Na última semana, a imprensa noticiou denúncias de médicos aplicando pequenos golpes em seu expediente, cumprindo por vezes uma carga horária correspondente a ⅓ do que deveria ser cumprida. É possível que a burguesia tenha dado repercussão às denúncias para justificar o aumento da repressão nos locais de trabalho e reduzir ainda mais os repasses à saúde. No entanto, os casos não deixam de revelar o comportamento típico de uma burocracia privilegiada dos médicos.
Conforme a notícia e os relatos tanto de pessoas comuns, quanto de ex-funcionários dos hospitais contatados, os médicos chegaram a admitir as fraudes sistematizadas para trabalharem menos do que o tempo devido, chegando a deixar uma garrafa cheia em cima do teclado, impedindo, assim, o sistema de monitoramento desligar, ou apresentando atestados falsos. Os enfermeiros e ex-funcionários entrevistados fizeram com que os médicos fossem obrigados a assumir seus erros, jogando para a direção do hospital a culpa por não tomar providências, deixando claro que a direção e toda a supervisão estava ciente dos esquemas.
O fato é que esse tipo de comportamento é bastante comum porque estamos diante de uma burocracia profundamente corporativista, que se aproveita do pequeno número de pessoas para fazer o que bem quer – como, por exemplo, trabalhar menos, deixando a população à mercê da boa vontade dos profissionais de saúde. Os mesmos médicos, quando o governo Lula anunciou o programa Mais Médicos, questionava a vinda de médicos cubanos, afirmando que não seria necessário para o país que médicos de outros países viessem para cá. Em contrapartida, o que se via na prática era, uma vez mais, a negligência de suas obrigações por um alto número de profissionais que, na teoria, deveriam ser humanizados, mas muitas vezes não passam de carniceiros atrás apenas e unicamente de uma alta remuneração.
Merece destaque ainda que a burocracia formada em torno dos médicos faz um lobby poderoso contrário à criação de novos cursos de medicina, justamente para que a categoria permaneça pequena e, assim, bastante privilegiada. É esse corporativismo que cria uma sensação de que os médicos podem agir livremente.

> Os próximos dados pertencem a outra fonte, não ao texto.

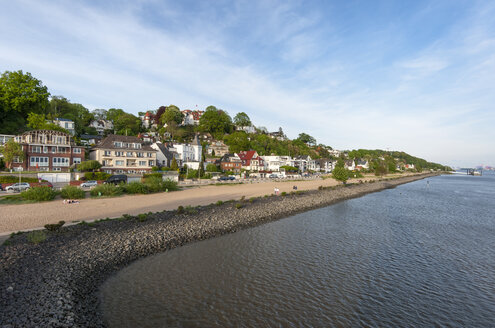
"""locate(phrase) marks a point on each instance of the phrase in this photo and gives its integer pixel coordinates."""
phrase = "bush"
(54, 227)
(96, 176)
(136, 188)
(36, 236)
(72, 192)
(106, 190)
(14, 179)
(39, 194)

É válido destacar que a posição não deve ser de cobrar punições e fiscalizações sem critério para os trabalhadores, seja da área da medicina ou de qualquer outra, mas sim denunciar a burocracia que protege a casta de médicos e exigir que o serviço público, como já é em partes do Brasil, atue com a excelência que deve atuar. O Ministério da Saúde, no entanto, ameaçou cortar a verba para o SAMU caso essas suspeitas sejam confirmadas, sendo muito provavelmente este o motivo que fez a secretária do estado se pronunciar, conforme noticiado no início desta reportagem.
Os médicos entrevistados, apesar de assumirem ter conhecimento ou praticar tais atos, sentiam-se isentos de culpa, sendo sempre a culpa do setor superior – que, obviamente, também estava errado, mas a certeza da soberania de sua casta de médicos estava presente nos que responderam à reportagem. Enquanto a população morre nos corredores por falta de hospitais e médicos, os médicos conseguem dar todo o tipo de golpe no trabalho por serem protegidos por uma verdadeira máfia.